Please stop washing your poultry, USDA warns in new study

Posted at 2:18 PM, Aug 21, 2019
and last updated 2019-08-21 17:36:30-04

When it comes to chicken cleanliness, the U.S. Department of Agriculture has a recommendation: stop washing your poultry.

A study from the USDA shows that people are putting themselves at risk of illness when they rinse or wash raw poultry, the agency said in a press release Monday.

The study conducted by the USDA's Food Safety and Inspection Service was done in partnership with North Carolina State University and examined how home cooks handle raw meat. It also examined how the handling of raw meat can affect the cleanliness of other food nearby.

Here's how it worked: 300 participants prepared chicken and salad in test kitchens. Some of the participants were shown social media messages warning against washing poultry before they prepared their food while another group was not shown the messages.

"The food safety messages in the emails effectively encouraged participants not to wash raw chicken thighs before cooking," the study states, with 93 percent of participants heeding the warning they were shown.

Of the control group participants — who were not shown the social media warnings on poultry washing — 61 percent washed their poultry before cooking it.

Among the people who reported washing their poultry when cooking at home, 30 percent said they did it to remove blood and slime while 19 percent said they did it because that's how a family member does it.

It may not seem like a big deal to rinse chicken but it affects the cleanliness of nearby food, the study showed. Among the group of people who washed their poultry, nearly 30 percent of their lettuce used for salads was contaminated with chicken bacteria. This figure was only 20 percent among the people who didn't wash their chicken.

The culprit? Cross-contamination from washing poultry.

"Even when consumers think they are effectively cleaning after washing poultry, this study shows that bacteria can easily spread to other surfaces and foods, " said Mindy Brashears, the USDA’s Deputy Under Secretary for Food Safety. "The best practice is not to wash poultry.”

The USDA recommends the following steps to help prevent illness when preparing poultry or meat in the home:

  1. Significantly decrease your risk by preparing foods that will not be cooked, such as vegetables and salads, BEFORE handling and preparing raw meat and poultry.
    • Of the participants who washed their raw poultry, 60 percent had bacteria in their sink after washing or rinsing the poultry.

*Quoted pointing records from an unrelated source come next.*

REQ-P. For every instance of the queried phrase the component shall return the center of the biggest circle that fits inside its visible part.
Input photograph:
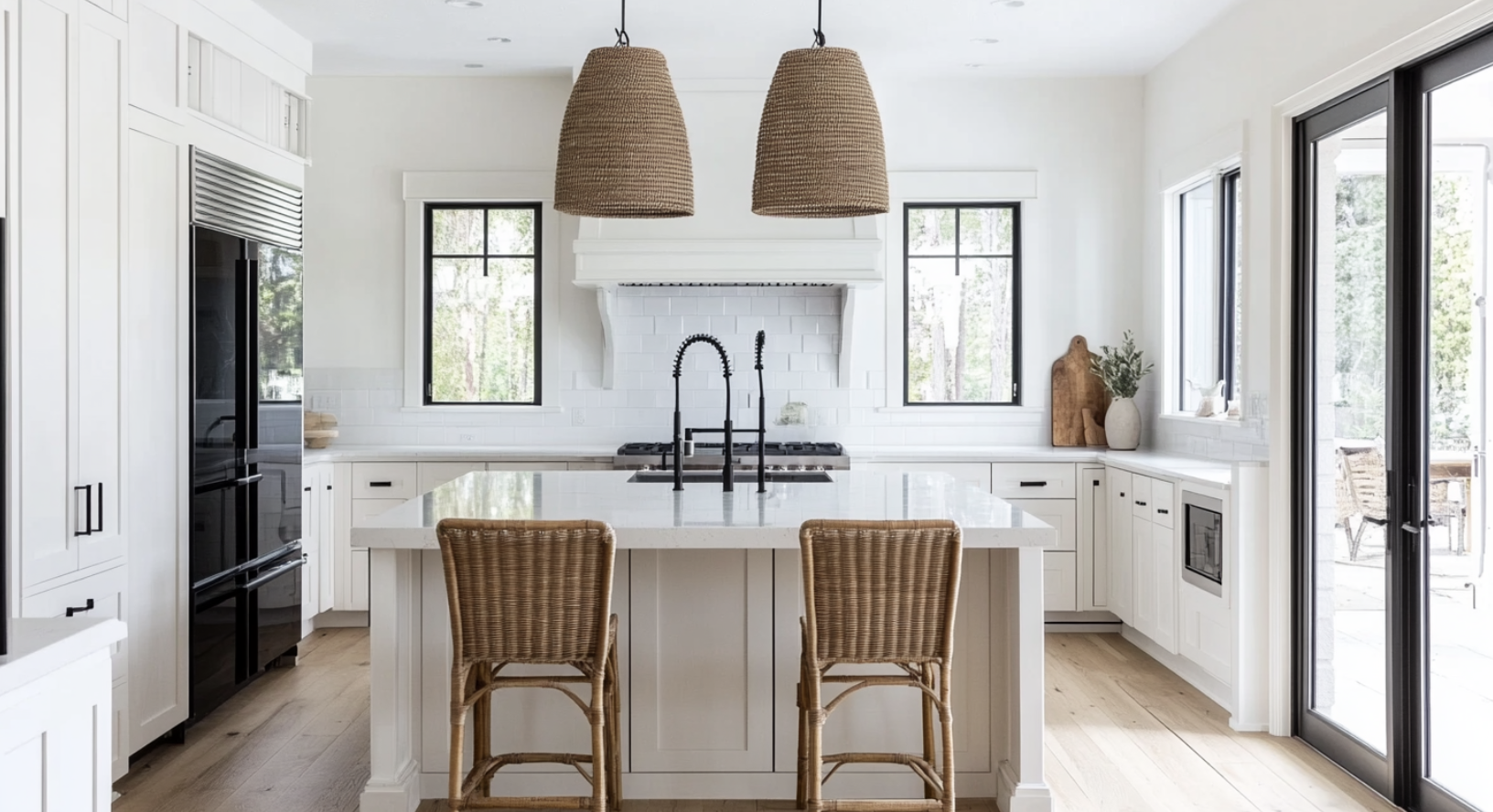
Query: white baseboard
(1013, 796)
(402, 795)
(342, 620)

Even more concerning is that 14 percent still had bacteria in their sinks after they attempted to clean the sink.
    • 26 percent of participants that washed raw poultry transferred bacteria from that raw poultry to their ready to eat salad lettuce.
  2. Thoroughly clean and sanitize ANY surface that has potentially touched or been contaminated from raw meat and poultry, or their juices.
    • Of the participants that did not wash their raw poultry, 31 percent still managed to get bacteria from the raw poultry onto their salad lettuce.
    • This high rate of cross-contamination was likely due to a lack of effective handwashing and contamination of the sink and utensils.
      • Clean sinks and countertops with hot soapy water and then apply a sanitizer.
      • Wash hands immediately after handling raw meat and poultry. Wet your hands with water, lather with soap and then scrub your hands for 20 seconds.
  3. Destroy any illness causing bacteria by cooking meat and poultry to a safe internal temperature as measured by a food thermometer.
    • Beef, pork, lamb and veal (steaks, roasts and chops) are safe to eat at 145°F.
    • Ground meats (burgers) are safe to eat at 160°F.
    • Poultry (whole or ground) are safe to eat at 165°F.
      • Washing, rinsing, or brining meat and poultry in salt water, vinegar or lemon juice does not destroy bacteria. If there is anything on your raw poultry that you want to remove, pat the area with a damp paper towel and immediately wash your hands.